I don’t get it. I’d like to because it sounds neat to yell that. Do you mean God is fighting satan and winning the church? What was Adams dragon? I am outside your loop. Or is this related to: “Love the Lord you God with all your Heart, Soul and Mind, and the second is this, ‘slay the dragon’ “

Evan
Guest
Evan

The dragon is the serpent(Satan). The girl is the church. The promise is this: “He will crush your head and you will strike his heel.” Gen 3:15. The one who kills the dragon is the woman’s seed; or the Second Adam, who is Christ Jesus.

“He(Jesus) came to destroy the works of the devil.” 1 John 3:8

Basically what the whole bible is about. :)

Evan
Guest
Evan

Sorry forgot to add He gets the girl(church) per the promise in the covenant between the Father and the Son.

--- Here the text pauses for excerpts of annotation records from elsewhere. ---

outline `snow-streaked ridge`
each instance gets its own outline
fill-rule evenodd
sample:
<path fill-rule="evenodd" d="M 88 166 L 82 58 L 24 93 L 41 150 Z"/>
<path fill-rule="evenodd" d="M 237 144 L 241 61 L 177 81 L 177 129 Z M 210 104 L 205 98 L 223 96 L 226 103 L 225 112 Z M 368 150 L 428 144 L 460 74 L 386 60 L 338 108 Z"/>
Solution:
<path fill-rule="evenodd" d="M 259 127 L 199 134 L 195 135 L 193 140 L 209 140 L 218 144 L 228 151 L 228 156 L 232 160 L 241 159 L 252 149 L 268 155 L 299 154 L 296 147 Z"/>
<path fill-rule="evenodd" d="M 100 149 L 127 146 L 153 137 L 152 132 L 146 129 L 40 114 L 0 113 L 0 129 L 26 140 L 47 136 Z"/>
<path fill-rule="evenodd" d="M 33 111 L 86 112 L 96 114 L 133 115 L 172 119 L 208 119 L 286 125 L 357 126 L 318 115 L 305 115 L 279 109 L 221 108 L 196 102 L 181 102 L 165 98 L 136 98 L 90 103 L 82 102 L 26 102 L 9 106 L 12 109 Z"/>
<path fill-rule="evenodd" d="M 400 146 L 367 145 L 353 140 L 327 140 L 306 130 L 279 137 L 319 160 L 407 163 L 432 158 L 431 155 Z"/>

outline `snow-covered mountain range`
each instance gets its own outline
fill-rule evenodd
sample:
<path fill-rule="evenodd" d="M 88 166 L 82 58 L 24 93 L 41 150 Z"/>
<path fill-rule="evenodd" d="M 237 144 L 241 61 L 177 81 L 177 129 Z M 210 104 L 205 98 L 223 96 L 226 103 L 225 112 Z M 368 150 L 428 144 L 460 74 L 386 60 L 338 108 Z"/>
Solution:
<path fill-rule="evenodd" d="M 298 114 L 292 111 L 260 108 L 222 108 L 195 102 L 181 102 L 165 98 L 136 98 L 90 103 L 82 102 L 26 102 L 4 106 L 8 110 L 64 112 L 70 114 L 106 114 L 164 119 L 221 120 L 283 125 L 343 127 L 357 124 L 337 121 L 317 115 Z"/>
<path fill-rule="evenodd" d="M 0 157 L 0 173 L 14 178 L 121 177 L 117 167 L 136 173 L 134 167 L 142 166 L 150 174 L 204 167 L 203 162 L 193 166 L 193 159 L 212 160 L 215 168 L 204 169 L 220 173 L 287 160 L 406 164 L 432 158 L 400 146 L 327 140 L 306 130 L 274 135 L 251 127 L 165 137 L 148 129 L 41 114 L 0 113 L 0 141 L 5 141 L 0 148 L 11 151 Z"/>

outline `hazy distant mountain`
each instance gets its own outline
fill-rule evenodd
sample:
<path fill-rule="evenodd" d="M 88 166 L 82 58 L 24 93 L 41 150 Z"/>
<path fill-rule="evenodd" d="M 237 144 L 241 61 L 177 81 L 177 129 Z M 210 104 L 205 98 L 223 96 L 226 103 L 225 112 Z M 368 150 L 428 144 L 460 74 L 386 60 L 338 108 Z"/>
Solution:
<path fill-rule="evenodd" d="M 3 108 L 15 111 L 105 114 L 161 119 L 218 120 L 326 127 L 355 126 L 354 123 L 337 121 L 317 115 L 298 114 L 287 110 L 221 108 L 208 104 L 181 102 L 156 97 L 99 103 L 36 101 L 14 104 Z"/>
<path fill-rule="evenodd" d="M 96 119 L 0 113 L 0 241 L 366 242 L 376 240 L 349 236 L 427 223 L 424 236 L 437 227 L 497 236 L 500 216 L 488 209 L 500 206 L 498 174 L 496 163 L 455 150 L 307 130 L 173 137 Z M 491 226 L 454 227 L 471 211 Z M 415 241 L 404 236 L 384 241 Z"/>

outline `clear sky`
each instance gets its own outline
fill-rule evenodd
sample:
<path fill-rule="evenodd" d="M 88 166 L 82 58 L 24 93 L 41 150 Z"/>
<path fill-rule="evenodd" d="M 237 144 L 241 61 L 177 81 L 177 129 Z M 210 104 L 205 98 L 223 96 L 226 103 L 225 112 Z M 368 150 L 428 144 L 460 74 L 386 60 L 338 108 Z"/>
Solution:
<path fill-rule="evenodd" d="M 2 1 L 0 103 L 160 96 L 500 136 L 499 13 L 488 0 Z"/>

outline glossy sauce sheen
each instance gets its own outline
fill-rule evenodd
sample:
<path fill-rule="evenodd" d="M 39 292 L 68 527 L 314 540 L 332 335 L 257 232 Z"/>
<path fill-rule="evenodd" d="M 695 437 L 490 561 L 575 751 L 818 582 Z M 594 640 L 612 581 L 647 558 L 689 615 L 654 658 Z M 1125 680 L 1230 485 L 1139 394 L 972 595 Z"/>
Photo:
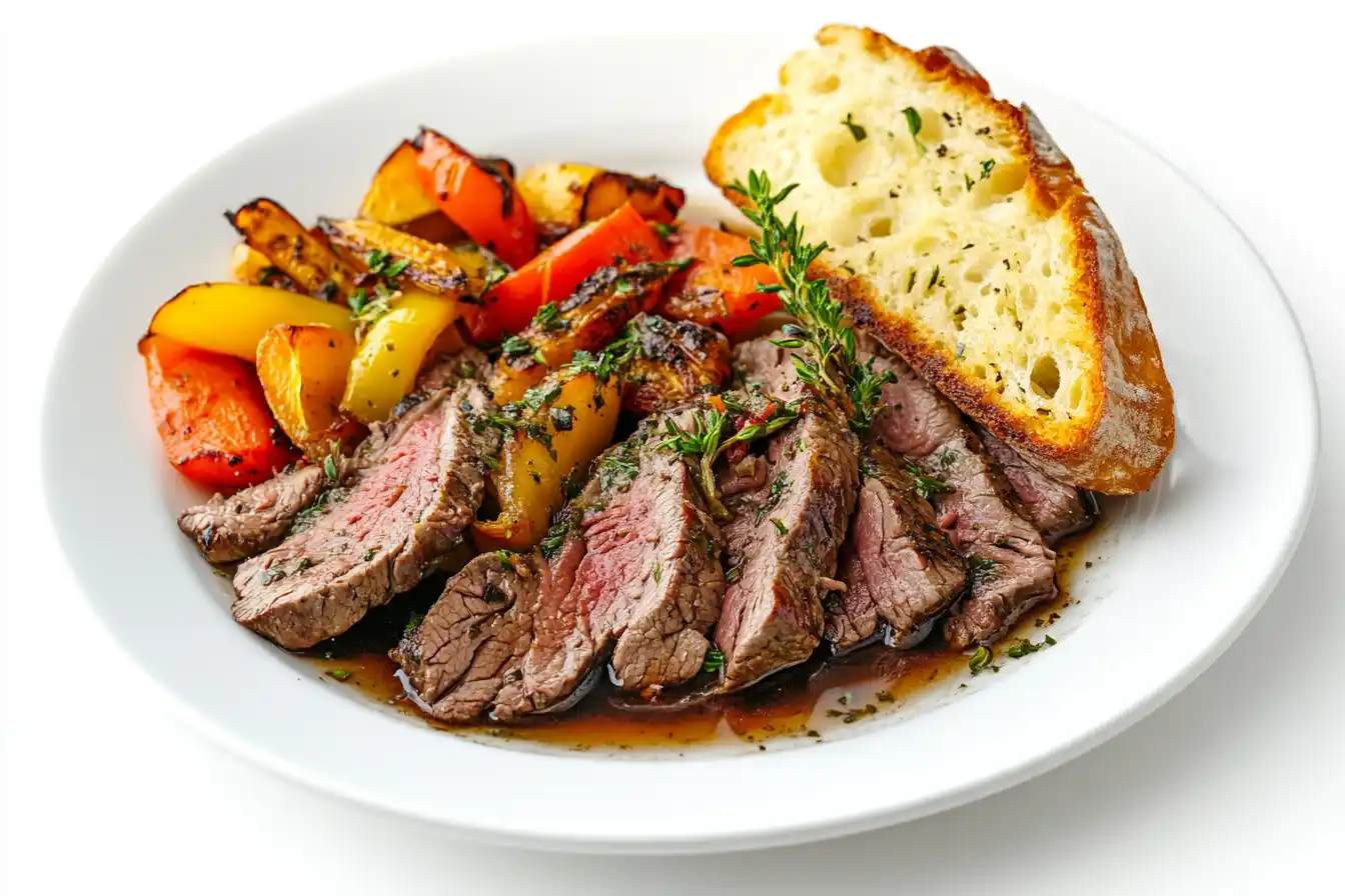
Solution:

“I will tell of the decree:
The Lord said to me, “You are my Son;
today I have begotten you.

Ask of me, and I will make the nations your heritage,
and the ends of the earth your possession.” Psalm 2: 7,8

Mike
Guest
Mike

Evan, BJ,
Thanks. I think I’ve got it.
Mike

adad0
Member

Ephesians 2 14 For he himself is our peace, who has made the two groups one and has destroyed the barrier, the dividing wall of hostility, 15 by setting aside in his flesh the law with its commands and regulations. His purpose was to create in himself one new humanity out of the two, thus making peace, 16 and in one body to reconcile both of them to God through the cross, by which he put to death their hostility. 17 He came and preached peace to you who were far away and peace to those who were near. 18… Read more »

Andrew Lohr
Member

Bach may once have drawn his sword on a man who objected to being called a “nannygoat bassoonist,” but for the most part he didn’t fight with flesh and blood, rather with the materials of musical creation. Maybe we can do that kind of wrassling after the Judgment Day? And a good lively marriage here has plenty of glitches to straighten out, but there’s room to grow in love. Learn to bake new cakes. Come to think of it, since God’s glory is infinite we’ll always have room to do some growing, eh?

bethyada
Member

Spong is so last century. Here are some contemporaries to fight

Evan
Guest
Evan

Wow. I want Spong back.

Luke Pride
Guest

The Divine reality is not shackled by literary theory. The mission is about reaching the goal, and defeating the enemy is in the way. Defeating the enemy is not the goal in itself, and when it becomes that, we will always feel disappointed when good reigns and we can’t find an enemy, and may try to make one.

scm
Guest
scm

Someone may have asked this already, but would you mind posting all the questions of your catechism, Mr. Wilson?